Сперва начал строить летающие лодки, но чуть не удушил себя, – рассказывая об этом в 1960 году летчику-испытателю Гарнаеву, конструктор для большей убедительности провел рукой по воротнику сорочки.

– Конкуренция с такими фирмами, как «Боинг», «Мартин» и другие, оказалась не под силу. Мы задыхались от безденежья, крах был неминуем. В это трудное время нам помог незабвенный. Сергей Васильевич Рахманинов – дал денег и организовал рекламу. Но, гонимый конкуренцией, я все же перешел на продукцию, которой тогда никто не хотел заниматься, – на вертолеты и постепенно вошел в колею. Но если бы вы знали, как страстно хочется увидеть родину, навестить могилу отца в Киеве… Я еще верю в такую возможность…

Сикорский в разговоре часто повторял: «мы русские», «у нас в России», «я горжусь, что у нас такая замечательная смена», «русские дают пример высокого уровня техники, создавая такие машины». Было видно, что Игорь Иванович взволнован. Он сказал, что, находясь в нашем самолете, почувствовал себя как бы «на кусочке родной земли…» Прощаясь, он говорил, что гордится нашей авиационной техникой и что хочет приехать в Москву, – вспоминает авиаконструктор Александр Яковлев, встречавшийся с виднейшим деятелем мировой авиации в 1967 году на Международном авиационном салоне в Париже.

Этот очерк начат со сна юного Игоря Сикорского. Сон оказался вещим. Он вернулся к Игорю Ивановичу осенью 1931 года, когда конструктор сдавал заказчикам свою первую летающую лодку С-40. Самолет был уже окончательно отделан и вылетел в последний испытательный полет. Сикорский вышел в курительный салон. Когда он проходил по длинному коридору, стюардесса вдруг включила свет, и он остановился в изумлении. Наяву осуществился тот самый сон, который 30 лет был так свеж в памяти: тот же коридор, утопающий в голубом свете, такие же стены, отделанные орехом, тот же яркий ковер на полу.
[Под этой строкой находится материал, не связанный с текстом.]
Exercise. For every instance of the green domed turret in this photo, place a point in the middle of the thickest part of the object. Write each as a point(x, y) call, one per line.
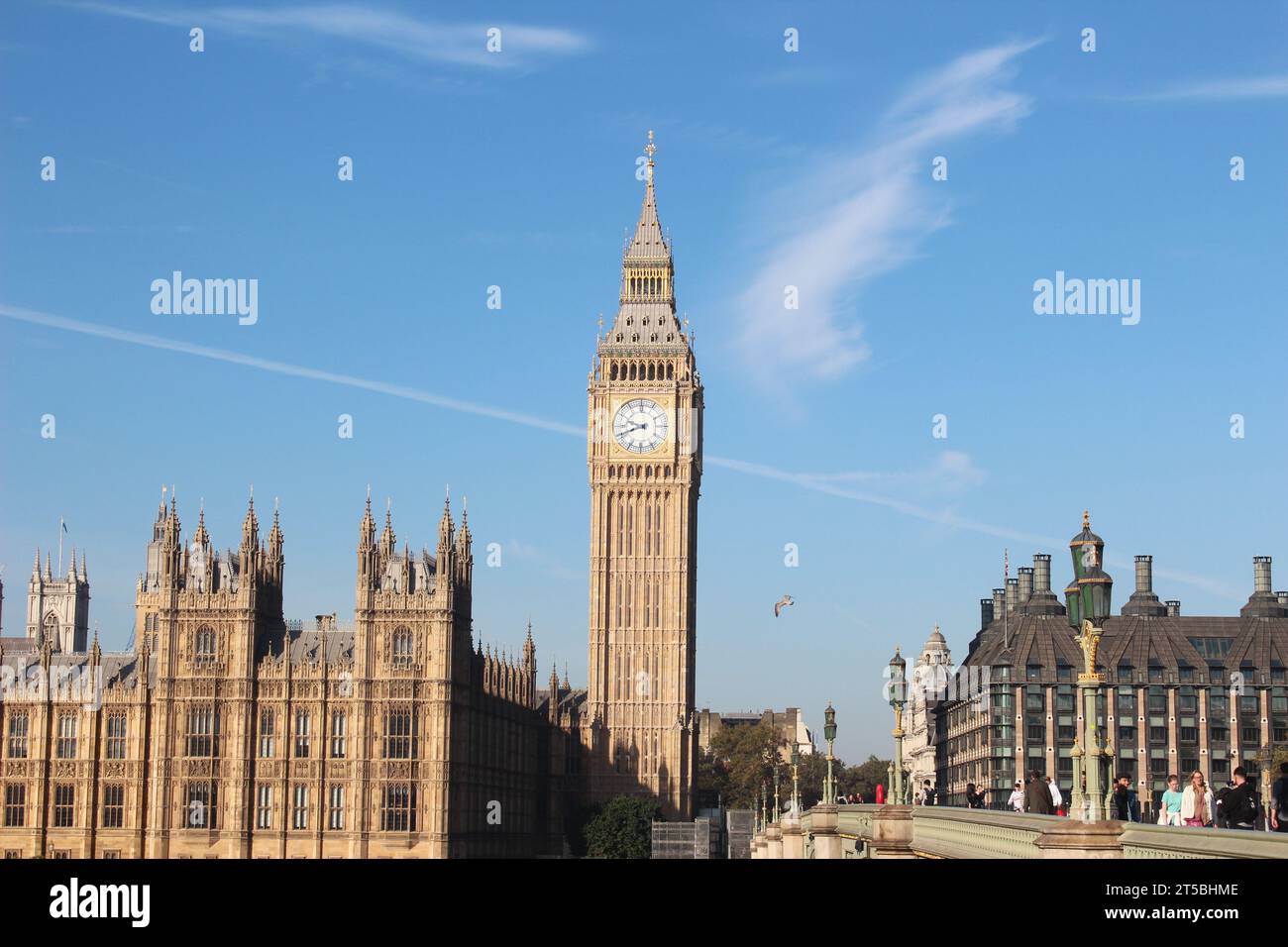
point(1091, 590)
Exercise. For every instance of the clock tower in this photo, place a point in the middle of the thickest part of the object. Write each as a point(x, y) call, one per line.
point(644, 453)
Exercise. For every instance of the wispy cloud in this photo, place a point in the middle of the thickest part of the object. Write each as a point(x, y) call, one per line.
point(381, 30)
point(820, 483)
point(848, 219)
point(952, 472)
point(1220, 90)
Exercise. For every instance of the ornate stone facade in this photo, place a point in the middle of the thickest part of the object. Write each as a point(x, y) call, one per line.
point(227, 732)
point(928, 684)
point(230, 732)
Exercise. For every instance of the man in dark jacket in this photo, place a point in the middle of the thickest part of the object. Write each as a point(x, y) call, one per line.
point(1240, 802)
point(1037, 795)
point(1122, 799)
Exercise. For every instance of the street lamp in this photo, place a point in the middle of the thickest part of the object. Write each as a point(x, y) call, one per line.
point(829, 735)
point(898, 697)
point(778, 808)
point(797, 795)
point(1265, 758)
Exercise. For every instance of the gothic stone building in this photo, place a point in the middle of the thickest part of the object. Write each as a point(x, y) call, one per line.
point(230, 732)
point(1181, 692)
point(226, 731)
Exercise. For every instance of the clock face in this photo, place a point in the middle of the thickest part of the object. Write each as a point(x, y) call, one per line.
point(639, 425)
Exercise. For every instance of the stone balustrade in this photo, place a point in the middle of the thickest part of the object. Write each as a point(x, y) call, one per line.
point(905, 831)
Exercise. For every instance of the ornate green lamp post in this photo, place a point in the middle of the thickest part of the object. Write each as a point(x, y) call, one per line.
point(797, 793)
point(1265, 759)
point(898, 697)
point(778, 808)
point(829, 735)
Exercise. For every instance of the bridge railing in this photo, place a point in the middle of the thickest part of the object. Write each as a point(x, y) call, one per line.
point(902, 831)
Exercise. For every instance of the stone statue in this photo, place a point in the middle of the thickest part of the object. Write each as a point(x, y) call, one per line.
point(1090, 643)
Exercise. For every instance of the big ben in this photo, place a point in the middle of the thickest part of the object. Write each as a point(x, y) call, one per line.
point(644, 453)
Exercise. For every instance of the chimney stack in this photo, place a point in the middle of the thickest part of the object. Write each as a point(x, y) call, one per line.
point(1025, 583)
point(1144, 602)
point(1041, 600)
point(1261, 574)
point(1145, 574)
point(1262, 603)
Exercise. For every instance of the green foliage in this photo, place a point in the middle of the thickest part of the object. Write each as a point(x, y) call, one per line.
point(711, 781)
point(622, 827)
point(743, 761)
point(863, 779)
point(811, 772)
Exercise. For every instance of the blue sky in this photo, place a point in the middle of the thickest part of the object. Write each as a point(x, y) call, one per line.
point(518, 169)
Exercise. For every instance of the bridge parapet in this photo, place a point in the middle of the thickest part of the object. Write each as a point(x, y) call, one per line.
point(902, 831)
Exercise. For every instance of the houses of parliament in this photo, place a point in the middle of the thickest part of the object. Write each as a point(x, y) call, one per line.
point(227, 731)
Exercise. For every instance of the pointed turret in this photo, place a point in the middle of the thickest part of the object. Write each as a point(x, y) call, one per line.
point(200, 538)
point(386, 538)
point(464, 544)
point(249, 552)
point(368, 527)
point(647, 311)
point(529, 652)
point(445, 554)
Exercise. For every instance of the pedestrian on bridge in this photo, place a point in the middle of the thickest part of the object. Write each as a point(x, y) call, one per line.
point(1017, 800)
point(1037, 795)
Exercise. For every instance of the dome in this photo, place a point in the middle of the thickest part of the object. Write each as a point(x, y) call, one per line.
point(1086, 535)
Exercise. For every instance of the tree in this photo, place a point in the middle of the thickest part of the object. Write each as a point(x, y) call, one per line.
point(863, 779)
point(622, 828)
point(711, 781)
point(810, 775)
point(747, 758)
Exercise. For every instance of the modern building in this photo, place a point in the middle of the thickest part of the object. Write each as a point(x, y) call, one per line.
point(226, 731)
point(1180, 693)
point(789, 724)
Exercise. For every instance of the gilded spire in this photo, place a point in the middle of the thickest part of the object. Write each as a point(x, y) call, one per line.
point(649, 244)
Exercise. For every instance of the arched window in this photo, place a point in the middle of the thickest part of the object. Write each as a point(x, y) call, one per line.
point(204, 646)
point(402, 647)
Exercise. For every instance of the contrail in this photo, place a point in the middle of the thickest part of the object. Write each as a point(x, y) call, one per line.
point(156, 342)
point(803, 480)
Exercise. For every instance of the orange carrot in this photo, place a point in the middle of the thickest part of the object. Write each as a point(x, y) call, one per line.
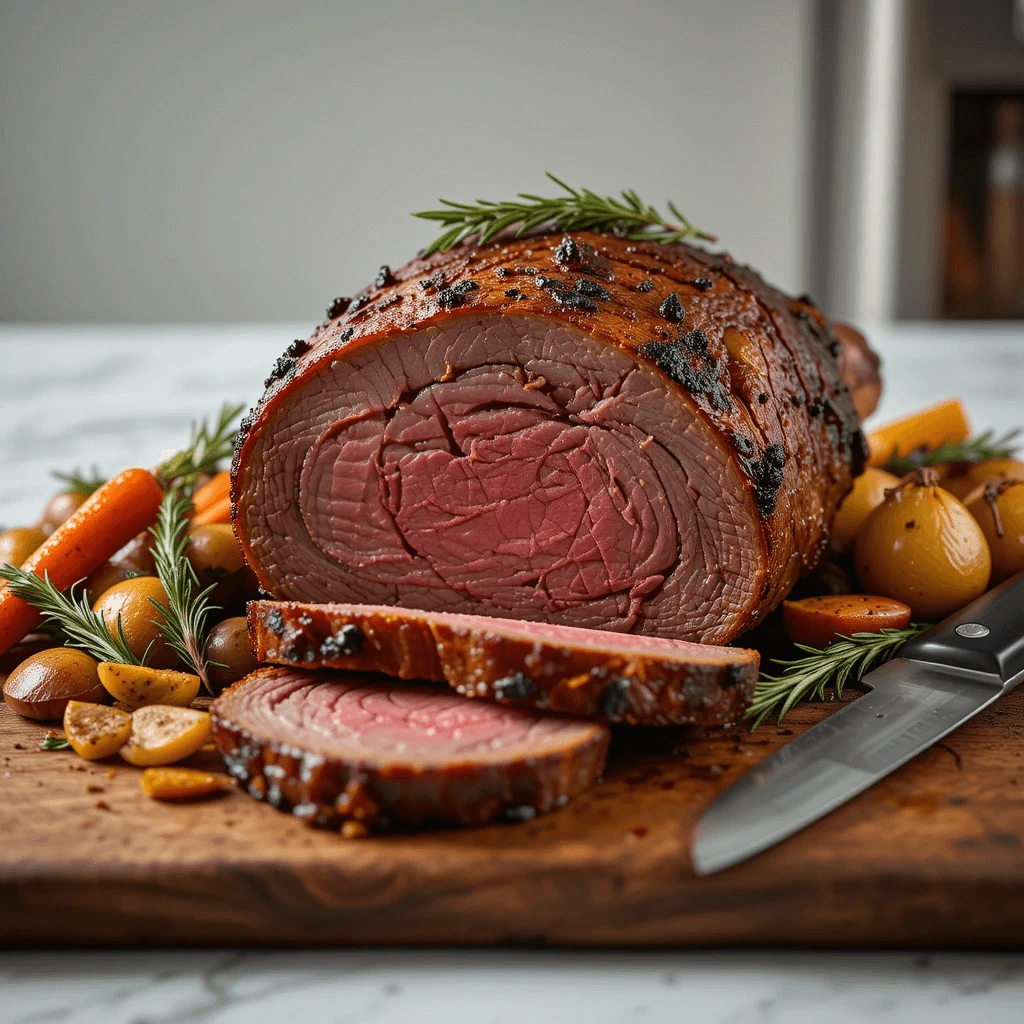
point(931, 428)
point(219, 511)
point(108, 520)
point(211, 493)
И особое дыхание летящего корабля, теперь такое близкое и знакомое…


Сон детства сбылся. Но остались несбыточными другие сны. Сны о потерянной родине.


Амфибия Игоря Сикорского

* * *

Есть в авиационных музеях мира самолеты-пионеры. Их сохраняют как дорогие исторические реликвии. С них делают копии и летают на них в наши дни, даже устраивают соревнования аэропланов-«пенсионеров».

Аэроплан-гигант «Илья Муромец» до нашего времени не сохранился. Но вдруг понадобился для съемок картины «Поэма о крыльях», в которой рассказывается об авиаконструкторах Сикорском и Туполеве.

Решили построить настоящий самолет. Пришлось залезть в пыльные архивы, перебрать сотни чертежей и описаний «Ильи Муромца» семидесятилетней давности. Полный успех!

Рижские и московские специалисты соорудили по восстановленным чертежам «Илью Муромца». Желтокрылый пионер тяжелой русской авиации вновь научился двигаться и отрываться от земли на летном поле аэроклуба колхоза «Накотне».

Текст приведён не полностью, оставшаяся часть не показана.